JAKARTA - Saat ini banyak ditemui berbagai klinik kecantikan menjanjikan mampu menurunkan berat badan secara instan dengan detoksifikasi. Tentu saja hal itu menarik orang yang memiliki berat badan berlebih. Benarkah program itu sesuai dari sisi kesehatan?
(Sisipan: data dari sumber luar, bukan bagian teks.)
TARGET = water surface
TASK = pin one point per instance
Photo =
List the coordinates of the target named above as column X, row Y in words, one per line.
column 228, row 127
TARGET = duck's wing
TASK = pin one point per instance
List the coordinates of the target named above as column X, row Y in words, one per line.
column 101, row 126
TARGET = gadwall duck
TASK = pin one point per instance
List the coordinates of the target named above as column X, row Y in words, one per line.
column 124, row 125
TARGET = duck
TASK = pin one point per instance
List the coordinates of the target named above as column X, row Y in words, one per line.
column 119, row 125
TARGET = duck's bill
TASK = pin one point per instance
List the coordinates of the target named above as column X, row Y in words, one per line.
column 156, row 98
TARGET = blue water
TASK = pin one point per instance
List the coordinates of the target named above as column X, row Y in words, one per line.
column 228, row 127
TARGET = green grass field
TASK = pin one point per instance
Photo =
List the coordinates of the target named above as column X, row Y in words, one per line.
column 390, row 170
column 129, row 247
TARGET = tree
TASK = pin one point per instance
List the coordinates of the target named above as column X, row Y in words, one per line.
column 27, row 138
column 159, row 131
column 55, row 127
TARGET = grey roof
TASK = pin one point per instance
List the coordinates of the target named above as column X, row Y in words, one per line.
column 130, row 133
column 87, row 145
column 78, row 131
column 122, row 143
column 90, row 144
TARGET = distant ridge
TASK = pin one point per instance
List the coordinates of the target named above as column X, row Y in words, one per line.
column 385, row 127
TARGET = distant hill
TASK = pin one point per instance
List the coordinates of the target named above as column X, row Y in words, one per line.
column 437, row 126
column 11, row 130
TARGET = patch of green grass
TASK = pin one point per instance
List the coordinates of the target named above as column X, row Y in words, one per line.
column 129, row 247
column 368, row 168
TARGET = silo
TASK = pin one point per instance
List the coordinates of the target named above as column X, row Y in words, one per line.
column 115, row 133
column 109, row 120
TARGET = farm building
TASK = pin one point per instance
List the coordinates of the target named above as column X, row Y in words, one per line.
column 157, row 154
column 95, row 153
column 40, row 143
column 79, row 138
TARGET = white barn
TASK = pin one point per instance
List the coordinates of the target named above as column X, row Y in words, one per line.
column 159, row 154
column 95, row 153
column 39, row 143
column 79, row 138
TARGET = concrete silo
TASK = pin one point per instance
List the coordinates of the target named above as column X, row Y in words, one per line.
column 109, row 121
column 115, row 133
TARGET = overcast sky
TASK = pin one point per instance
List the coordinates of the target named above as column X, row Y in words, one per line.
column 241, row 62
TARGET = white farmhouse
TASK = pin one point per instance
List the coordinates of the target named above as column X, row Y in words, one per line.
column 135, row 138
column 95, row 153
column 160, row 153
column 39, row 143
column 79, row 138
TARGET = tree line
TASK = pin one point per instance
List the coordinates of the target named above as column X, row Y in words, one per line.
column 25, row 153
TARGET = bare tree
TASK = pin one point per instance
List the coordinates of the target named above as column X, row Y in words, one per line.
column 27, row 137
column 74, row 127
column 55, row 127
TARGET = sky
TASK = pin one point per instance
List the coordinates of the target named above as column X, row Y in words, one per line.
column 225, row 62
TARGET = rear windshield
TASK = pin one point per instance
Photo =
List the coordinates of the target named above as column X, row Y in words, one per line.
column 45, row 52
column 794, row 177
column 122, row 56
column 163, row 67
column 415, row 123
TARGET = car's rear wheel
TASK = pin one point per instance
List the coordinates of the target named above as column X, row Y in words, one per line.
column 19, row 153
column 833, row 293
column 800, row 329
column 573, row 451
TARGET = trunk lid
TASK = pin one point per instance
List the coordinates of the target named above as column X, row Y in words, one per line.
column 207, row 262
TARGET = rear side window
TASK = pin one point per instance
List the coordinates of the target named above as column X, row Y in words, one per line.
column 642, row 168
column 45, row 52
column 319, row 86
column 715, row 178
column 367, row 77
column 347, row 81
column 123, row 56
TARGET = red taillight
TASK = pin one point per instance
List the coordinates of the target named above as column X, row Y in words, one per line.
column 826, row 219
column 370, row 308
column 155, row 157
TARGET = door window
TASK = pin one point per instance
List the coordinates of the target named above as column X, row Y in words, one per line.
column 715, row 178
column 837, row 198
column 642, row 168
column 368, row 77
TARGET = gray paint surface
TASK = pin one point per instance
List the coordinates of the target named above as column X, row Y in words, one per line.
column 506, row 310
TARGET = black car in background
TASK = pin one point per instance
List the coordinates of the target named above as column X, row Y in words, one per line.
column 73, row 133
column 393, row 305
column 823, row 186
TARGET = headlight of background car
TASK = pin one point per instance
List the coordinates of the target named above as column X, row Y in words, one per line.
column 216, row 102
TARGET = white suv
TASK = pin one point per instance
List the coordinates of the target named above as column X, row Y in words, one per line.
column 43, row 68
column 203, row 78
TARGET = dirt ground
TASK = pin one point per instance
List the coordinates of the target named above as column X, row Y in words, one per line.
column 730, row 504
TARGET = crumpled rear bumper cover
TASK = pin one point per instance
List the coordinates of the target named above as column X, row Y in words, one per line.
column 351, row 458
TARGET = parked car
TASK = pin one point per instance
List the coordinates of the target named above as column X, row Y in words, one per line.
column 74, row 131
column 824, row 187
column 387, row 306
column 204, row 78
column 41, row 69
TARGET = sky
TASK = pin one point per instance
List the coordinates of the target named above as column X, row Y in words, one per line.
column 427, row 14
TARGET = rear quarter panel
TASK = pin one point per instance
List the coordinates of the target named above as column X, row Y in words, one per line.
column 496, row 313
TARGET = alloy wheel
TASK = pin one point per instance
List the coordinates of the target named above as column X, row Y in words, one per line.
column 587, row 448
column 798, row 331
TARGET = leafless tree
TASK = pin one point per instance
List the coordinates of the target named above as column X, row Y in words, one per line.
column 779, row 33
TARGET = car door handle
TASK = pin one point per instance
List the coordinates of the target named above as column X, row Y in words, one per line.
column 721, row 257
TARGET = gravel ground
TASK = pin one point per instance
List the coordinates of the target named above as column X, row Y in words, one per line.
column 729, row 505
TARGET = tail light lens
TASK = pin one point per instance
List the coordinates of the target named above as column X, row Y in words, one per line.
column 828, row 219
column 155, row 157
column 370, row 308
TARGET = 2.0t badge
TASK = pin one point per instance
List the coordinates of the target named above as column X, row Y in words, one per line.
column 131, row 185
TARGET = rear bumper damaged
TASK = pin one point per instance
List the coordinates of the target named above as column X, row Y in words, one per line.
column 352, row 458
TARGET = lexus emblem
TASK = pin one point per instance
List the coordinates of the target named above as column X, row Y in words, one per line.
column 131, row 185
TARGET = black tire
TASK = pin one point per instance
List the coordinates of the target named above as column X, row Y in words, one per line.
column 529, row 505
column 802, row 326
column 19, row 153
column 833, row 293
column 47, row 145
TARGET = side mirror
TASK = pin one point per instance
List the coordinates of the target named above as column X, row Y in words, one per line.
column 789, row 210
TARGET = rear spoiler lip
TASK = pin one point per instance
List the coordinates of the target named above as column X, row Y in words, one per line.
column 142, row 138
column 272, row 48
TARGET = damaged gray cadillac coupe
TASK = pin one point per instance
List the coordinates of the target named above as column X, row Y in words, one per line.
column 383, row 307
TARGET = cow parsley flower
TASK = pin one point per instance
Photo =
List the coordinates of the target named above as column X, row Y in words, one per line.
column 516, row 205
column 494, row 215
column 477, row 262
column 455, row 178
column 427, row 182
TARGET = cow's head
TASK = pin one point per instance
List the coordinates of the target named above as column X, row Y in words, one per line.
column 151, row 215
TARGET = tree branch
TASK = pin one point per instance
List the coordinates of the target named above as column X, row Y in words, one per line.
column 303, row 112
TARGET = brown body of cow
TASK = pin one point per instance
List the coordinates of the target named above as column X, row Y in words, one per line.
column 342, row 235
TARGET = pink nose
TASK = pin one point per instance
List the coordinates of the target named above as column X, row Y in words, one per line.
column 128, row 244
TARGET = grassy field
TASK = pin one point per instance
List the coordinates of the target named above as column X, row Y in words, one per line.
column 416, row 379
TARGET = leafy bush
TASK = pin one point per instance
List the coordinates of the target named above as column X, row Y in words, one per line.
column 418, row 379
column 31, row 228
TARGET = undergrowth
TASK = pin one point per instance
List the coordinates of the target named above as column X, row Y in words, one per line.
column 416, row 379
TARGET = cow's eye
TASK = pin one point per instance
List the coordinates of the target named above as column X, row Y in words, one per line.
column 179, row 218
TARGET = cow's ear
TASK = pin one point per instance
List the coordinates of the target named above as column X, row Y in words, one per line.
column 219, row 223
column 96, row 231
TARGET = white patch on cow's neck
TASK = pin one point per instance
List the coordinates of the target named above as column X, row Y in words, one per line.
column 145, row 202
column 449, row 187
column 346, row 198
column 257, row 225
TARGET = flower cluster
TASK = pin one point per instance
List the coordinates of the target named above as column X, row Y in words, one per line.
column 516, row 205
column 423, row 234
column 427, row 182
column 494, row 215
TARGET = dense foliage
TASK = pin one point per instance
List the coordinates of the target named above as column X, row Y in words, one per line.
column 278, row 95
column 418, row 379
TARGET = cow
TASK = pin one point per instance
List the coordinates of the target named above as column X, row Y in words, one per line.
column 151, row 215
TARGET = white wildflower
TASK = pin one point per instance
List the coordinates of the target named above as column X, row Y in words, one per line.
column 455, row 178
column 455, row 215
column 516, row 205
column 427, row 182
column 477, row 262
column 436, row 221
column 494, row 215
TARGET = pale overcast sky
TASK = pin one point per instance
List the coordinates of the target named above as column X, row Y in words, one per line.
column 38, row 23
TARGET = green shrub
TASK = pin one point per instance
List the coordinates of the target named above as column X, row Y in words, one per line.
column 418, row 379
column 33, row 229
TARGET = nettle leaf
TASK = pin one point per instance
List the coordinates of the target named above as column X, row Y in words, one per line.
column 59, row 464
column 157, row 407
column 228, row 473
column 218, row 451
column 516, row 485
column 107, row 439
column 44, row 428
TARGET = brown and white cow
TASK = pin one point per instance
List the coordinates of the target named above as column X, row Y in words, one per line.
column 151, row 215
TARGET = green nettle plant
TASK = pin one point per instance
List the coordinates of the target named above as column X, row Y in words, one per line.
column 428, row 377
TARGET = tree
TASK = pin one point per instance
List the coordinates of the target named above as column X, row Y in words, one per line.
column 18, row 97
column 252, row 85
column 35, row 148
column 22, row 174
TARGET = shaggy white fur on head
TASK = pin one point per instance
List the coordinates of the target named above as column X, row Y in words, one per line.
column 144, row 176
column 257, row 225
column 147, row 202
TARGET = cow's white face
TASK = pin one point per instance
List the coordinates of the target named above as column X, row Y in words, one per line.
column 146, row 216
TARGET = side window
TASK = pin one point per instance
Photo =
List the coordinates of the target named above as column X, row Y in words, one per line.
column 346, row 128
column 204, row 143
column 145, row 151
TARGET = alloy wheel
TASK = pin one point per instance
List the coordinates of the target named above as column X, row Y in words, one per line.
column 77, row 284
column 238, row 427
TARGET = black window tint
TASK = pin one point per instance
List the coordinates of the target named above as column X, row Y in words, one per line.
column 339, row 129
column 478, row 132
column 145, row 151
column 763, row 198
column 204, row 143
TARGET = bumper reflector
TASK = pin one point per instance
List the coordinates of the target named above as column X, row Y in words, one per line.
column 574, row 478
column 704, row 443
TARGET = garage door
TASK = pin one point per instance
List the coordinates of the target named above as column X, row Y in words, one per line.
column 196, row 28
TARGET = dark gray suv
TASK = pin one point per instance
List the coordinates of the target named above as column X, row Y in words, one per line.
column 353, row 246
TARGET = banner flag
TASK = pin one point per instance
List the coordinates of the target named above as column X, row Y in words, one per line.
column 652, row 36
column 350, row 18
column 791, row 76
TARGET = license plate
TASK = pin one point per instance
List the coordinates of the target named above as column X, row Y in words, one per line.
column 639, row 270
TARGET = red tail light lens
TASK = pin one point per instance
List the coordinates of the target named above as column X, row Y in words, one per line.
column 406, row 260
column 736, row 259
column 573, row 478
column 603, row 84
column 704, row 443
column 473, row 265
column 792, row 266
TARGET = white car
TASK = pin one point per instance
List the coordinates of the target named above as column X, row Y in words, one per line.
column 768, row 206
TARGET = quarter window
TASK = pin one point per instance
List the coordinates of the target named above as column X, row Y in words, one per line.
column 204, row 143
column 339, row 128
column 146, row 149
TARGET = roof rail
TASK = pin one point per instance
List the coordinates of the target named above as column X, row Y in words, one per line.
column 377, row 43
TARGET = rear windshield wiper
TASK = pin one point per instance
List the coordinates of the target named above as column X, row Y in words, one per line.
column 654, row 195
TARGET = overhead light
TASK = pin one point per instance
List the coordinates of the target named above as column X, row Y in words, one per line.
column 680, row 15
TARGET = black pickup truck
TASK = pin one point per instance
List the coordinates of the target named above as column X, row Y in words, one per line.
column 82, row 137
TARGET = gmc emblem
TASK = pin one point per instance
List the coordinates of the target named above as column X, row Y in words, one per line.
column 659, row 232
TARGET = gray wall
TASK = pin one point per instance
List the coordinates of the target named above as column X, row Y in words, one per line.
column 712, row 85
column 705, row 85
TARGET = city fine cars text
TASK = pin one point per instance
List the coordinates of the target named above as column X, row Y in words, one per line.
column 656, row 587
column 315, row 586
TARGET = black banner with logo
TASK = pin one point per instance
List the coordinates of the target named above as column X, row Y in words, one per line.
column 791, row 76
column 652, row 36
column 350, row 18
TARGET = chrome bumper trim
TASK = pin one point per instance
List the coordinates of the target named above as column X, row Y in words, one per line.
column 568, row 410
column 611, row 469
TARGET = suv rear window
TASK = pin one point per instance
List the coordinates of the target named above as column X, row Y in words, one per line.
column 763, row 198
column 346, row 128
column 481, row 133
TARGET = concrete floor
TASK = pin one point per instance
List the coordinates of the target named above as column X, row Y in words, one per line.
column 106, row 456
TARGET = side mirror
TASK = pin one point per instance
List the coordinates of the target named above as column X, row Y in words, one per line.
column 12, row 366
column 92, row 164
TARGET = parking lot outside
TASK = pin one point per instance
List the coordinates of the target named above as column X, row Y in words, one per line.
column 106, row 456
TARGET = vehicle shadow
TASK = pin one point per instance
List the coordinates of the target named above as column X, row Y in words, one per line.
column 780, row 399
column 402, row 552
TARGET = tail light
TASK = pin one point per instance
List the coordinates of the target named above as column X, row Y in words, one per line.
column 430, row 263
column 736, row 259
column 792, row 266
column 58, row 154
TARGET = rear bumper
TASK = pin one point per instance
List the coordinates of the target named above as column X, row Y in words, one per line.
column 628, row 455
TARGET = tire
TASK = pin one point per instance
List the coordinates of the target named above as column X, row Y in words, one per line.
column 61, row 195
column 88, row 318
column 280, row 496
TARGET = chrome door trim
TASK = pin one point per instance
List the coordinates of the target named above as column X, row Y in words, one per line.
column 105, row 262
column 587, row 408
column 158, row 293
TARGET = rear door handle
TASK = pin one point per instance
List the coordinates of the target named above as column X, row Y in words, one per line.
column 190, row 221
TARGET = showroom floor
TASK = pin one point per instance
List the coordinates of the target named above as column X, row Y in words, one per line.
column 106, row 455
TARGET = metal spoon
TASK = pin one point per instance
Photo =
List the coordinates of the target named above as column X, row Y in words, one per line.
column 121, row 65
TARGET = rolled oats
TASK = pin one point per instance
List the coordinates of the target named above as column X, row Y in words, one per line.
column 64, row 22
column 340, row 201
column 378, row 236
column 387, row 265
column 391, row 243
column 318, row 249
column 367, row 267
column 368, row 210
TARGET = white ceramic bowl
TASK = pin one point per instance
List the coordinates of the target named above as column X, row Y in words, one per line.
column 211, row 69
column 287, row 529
Entah mengapa detoksifikasi atau sering disebut detoks selalu dihubungkan dengan pelangsingan tubuh. Padahal, anggapan ini tidak selalu benar. Manfaat sebenarnya dari detoksifikasi ialah mengeluarkan toksin atau racun dari dalam tubuh. Ahli gizi dari Rumah Sakit Jakarta dr Inayah Budiasti MS SpGK mengungkapkan, toksin di dalam tubuh manusia memang terjadi secara alami, bisa berasal dari ampas makanan dan makanan-makanan yang tidak tercerna.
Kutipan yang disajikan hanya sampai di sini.